デイリー・アップデート

2021年7月16日 (金)

[米国] 労働省によると、7月10日までの1週間の新規失業保険申請件数は36.0万件となり、前週から2.6万件減少した。3日までの週の継続受給者数は324.1万人となり、前週から12.6万人減少、減少は2週連続だった。6月26日までの週のパンデミック緊急失業補償(PEUC)受給者数は471.0万人と3週連続で減少、パンデミック失業支援(PUA)は568.7万人と5週連続で減少した。経済活動の再開とともに、給付増額など特例措置の終了の影響も出ているようだ。

[米国] ペンス前副大統領は離任後ワシントンの保守系大手シンクタンク、ヘリテージ財団の特別客員研究員に就任しているが、7月14日に外交政策に関する同財団主催のイベントで講演した。同氏は中国の新型コロナウイルス対応、軍事的野心、人権弾圧、略奪的経済・通商政策などを厳しく批判するとともに、「中国はバイデン政権の弱さを認識している」とバイデン政権の対中政策も批判。対中政策が2022年中間選挙キャンペーンの主要争点になる可能性がある。

[フィリピン] 中央銀行は、5月の海外出稼ぎ労働者による本国への送金額(銀行経由以外も含む)が前年同月比+13.3%の26億5,200万ドル、1~5月累計では前年同期比+6.6%の137億ドルだったと発表した。主な送金元は米国(全体の40.1%)が最大。次いでシンガポール、サウジアラビア、日本、英国、UAE、カナダ、韓国、カタール、台湾の順。10か国で全体の78.3%を占める。送金額は新型コロナウイルス感染拡大の影響により2020年は減少したが、2021年は増加傾向にある。

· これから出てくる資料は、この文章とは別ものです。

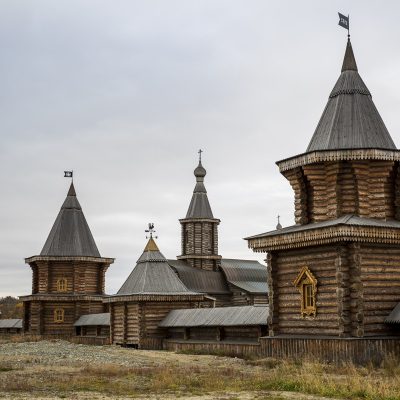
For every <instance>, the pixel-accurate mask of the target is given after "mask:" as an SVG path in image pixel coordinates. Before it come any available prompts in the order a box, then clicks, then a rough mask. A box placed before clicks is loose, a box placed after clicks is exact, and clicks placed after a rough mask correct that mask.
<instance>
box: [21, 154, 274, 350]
mask: <svg viewBox="0 0 400 400" xmlns="http://www.w3.org/2000/svg"><path fill="white" fill-rule="evenodd" d="M194 174H195V177H196V186H195V189H194V192H193V196H192V199H191V202H190V205H189V209H188V212H187V214H186V218H184V219H181V220H180V223H181V226H182V229H181V232H182V238H181V247H182V254H181V256H179V257H178V259H177V260H167V259H166V258H165V257H164V255H163V254H162V253H161V252H160V250H159V249H158V247H157V245H156V243H155V241H154V238H153V237H152V234H153V229H152V227H150V239H149V241H148V243H147V245H146V247H145V249H144V251H143V254H142V255H141V256H140V258H139V259H138V261H137V263H136V266H135V267H134V269H133V270H132V272H131V274H130V275H129V276H128V278H127V279H126V281H125V283H124V284H123V285H122V287H121V288H120V290H119V291H118V293H116V294H115V295H111V296H108V295H105V293H104V284H105V272H106V270H107V268H108V267H109V266H110V264H112V263H113V261H114V259H112V258H104V257H101V256H100V253H99V251H98V249H97V246H96V243H95V241H94V239H93V236H92V234H91V231H90V229H89V226H88V224H87V222H86V219H85V216H84V214H83V212H82V208H81V206H80V204H79V202H78V199H77V197H76V193H75V189H74V185H73V184H71V187H70V189H69V192H68V194H67V198H66V200H65V202H64V204H63V205H62V207H61V210H60V213H59V215H58V216H57V218H56V221H55V222H54V225H53V228H52V229H51V231H50V234H49V236H48V239H47V241H46V243H45V245H44V247H43V250H42V251H41V253H40V255H38V256H33V257H30V258H27V259H26V262H27V263H28V264H29V266H30V267H31V269H32V275H33V279H32V294H31V295H29V296H22V297H21V299H22V300H23V303H24V321H23V330H24V332H25V333H26V334H34V335H41V336H43V337H49V336H50V337H54V336H57V337H67V338H71V337H74V338H75V339H79V338H80V339H82V341H83V342H84V339H85V338H86V339H87V338H97V339H101V340H99V341H97V342H96V343H104V340H102V339H107V340H108V339H109V342H111V343H114V344H120V345H125V346H131V347H136V348H147V349H160V348H163V346H164V341H165V340H166V339H171V340H173V339H177V340H178V339H179V340H185V341H190V339H191V338H192V339H194V338H197V339H198V338H203V339H204V340H214V341H224V340H225V341H231V340H234V341H235V340H236V341H246V342H247V341H257V340H258V338H259V337H260V336H261V335H262V334H264V333H265V329H266V314H267V313H268V307H267V304H268V286H267V270H266V267H265V266H263V265H262V264H260V263H258V262H257V261H252V260H236V259H224V258H222V257H221V256H220V255H219V254H218V225H219V223H220V220H219V219H216V218H214V216H213V214H212V211H211V207H210V204H209V201H208V197H207V191H206V189H205V186H204V177H205V175H206V170H205V169H204V167H203V166H202V164H201V159H200V161H199V165H198V166H197V168H196V169H195V171H194ZM215 307H216V308H215ZM198 309H202V310H203V311H204V312H205V313H206V314H202V318H203V319H204V318H206V319H205V320H204V321H206V320H207V321H209V320H210V318H211V320H214V323H213V325H212V327H211V328H210V326H209V323H208V322H207V323H206V322H204V326H200V325H198V322H199V320H198V319H197V325H196V324H195V325H193V326H190V327H189V325H185V326H182V327H179V329H181V328H182V329H183V330H184V332H185V334H184V335H182V336H179V335H178V336H176V329H177V326H176V325H171V326H170V325H169V322H168V321H171V317H169V313H170V312H172V311H174V312H178V313H179V312H180V311H183V310H189V311H190V310H192V311H193V312H194V311H195V310H198ZM215 310H217V311H215ZM210 312H213V313H215V312H218V313H219V314H218V316H219V317H218V318H217V319H215V318H213V317H212V316H213V315H216V314H210V316H209V317H207V313H210ZM236 312H237V313H238V315H242V318H241V319H240V318H239V319H238V318H232V315H233V314H234V313H236ZM223 314H226V318H225V319H224V318H223ZM174 315H176V314H174ZM250 316H252V317H250ZM168 318H169V319H168ZM185 318H186V317H184V319H185ZM164 319H166V320H165V321H164ZM172 320H173V319H172ZM180 320H182V318H181V319H180ZM228 320H229V321H230V322H229V321H228ZM232 321H234V322H235V323H236V325H232ZM174 324H175V323H174ZM187 324H190V322H189V319H188V322H187ZM227 324H228V325H227ZM211 332H212V334H211ZM88 342H89V343H90V341H88ZM164 347H165V346H164Z"/></svg>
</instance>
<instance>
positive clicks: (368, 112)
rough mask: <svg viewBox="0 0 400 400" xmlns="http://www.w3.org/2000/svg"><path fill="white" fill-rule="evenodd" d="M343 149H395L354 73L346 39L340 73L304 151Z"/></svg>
mask: <svg viewBox="0 0 400 400" xmlns="http://www.w3.org/2000/svg"><path fill="white" fill-rule="evenodd" d="M343 149H385V150H396V146H395V144H394V142H393V140H392V138H391V136H390V134H389V132H388V130H387V129H386V126H385V124H384V122H383V120H382V118H381V116H380V115H379V112H378V110H377V109H376V107H375V104H374V103H373V101H372V96H371V93H370V92H369V90H368V88H367V86H366V85H365V83H364V82H363V80H362V79H361V76H360V75H359V73H358V68H357V64H356V60H355V57H354V53H353V48H352V46H351V42H350V39H349V40H348V42H347V46H346V53H345V56H344V60H343V66H342V73H341V75H340V76H339V79H338V81H337V82H336V84H335V86H334V88H333V90H332V92H331V94H330V96H329V100H328V103H327V105H326V107H325V110H324V112H323V114H322V116H321V119H320V121H319V123H318V126H317V128H316V130H315V132H314V135H313V137H312V139H311V141H310V143H309V145H308V148H307V152H313V151H324V150H343Z"/></svg>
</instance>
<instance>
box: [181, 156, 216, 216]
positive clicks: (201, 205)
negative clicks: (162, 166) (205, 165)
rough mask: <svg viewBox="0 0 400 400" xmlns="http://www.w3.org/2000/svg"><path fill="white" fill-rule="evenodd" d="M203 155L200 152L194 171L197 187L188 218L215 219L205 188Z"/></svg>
mask: <svg viewBox="0 0 400 400" xmlns="http://www.w3.org/2000/svg"><path fill="white" fill-rule="evenodd" d="M201 153H202V150H199V164H198V166H197V167H196V169H195V170H194V176H195V177H196V186H195V188H194V190H193V196H192V200H191V202H190V205H189V209H188V212H187V214H186V218H211V219H212V218H214V217H213V213H212V211H211V206H210V203H209V201H208V197H207V190H206V187H205V186H204V177H205V176H206V174H207V171H206V170H205V168H204V167H203V165H202V163H201Z"/></svg>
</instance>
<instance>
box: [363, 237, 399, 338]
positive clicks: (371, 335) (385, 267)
mask: <svg viewBox="0 0 400 400" xmlns="http://www.w3.org/2000/svg"><path fill="white" fill-rule="evenodd" d="M359 252H360V261H359V263H360V278H361V281H362V293H361V296H362V302H363V314H362V318H363V329H364V335H365V336H381V335H394V334H396V333H397V331H398V330H394V329H393V326H392V325H388V324H385V323H384V320H385V318H386V317H387V316H388V315H389V313H390V312H391V311H392V310H393V308H394V307H395V306H396V305H397V304H398V303H399V302H400V248H398V247H395V246H378V245H361V246H360V247H359Z"/></svg>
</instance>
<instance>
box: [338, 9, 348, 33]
mask: <svg viewBox="0 0 400 400" xmlns="http://www.w3.org/2000/svg"><path fill="white" fill-rule="evenodd" d="M338 14H339V25H340V26H342V27H343V28H345V29H347V30H348V31H349V30H350V22H349V16H347V17H346V16H345V15H343V14H340V13H338Z"/></svg>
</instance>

[カザフスタン] 英ケンブリッジ大学の最新調査によると、カザフスタンは世界3位のビットコインマイニング拠点になっているという。中国のビットコインマイニング企業は現在、政府の規制強化を受けて、国外への事業拠点の移転を加速させている。カザフスタンはエネルギー価格が安く、中国と国境を接していることから、有望な移転先となっている。

[EU] 7月15日に欧州委員会が、ポーランド・ハンガリー両政府に対する法的手続きを開始したことを発表。ハンガリー政府が反LGBTIQ法を今月発効していること、ポーランドの多数の自治体が「LGBTフリー(禁止・排除)ゾーン」を導入していることなどが、「平等・人間の尊厳と基本的人権の尊重」をうたうEU法第2条に違反しているとの見解。両政府に2か月以内の回答を求めているが、最終的には欧州司法裁判所への提訴の可能性を示唆している。

[中国] 7月15日、共産党中央と国務院が連名で「(上海)浦東新区のハイレベルな改革開放を支持し、社会主義現代化建設の先導区を構築することに関する意見」を公表した。同意見では、24項目の措置が提示されているが、目立ったところでは、重要技術の研究開発加速(IC、生命科学、AI、スマートカーなど)、世界水準の産業クラスター構築(IC、AI、バイオ医薬、民間航空など)、金融開放の一層の強化(資本取引の自由化模索、人民元の外貨先物取引試行など)、金融インフラ・制度の整備(マーケットメイク制度、一流の再保険センターなど)があった。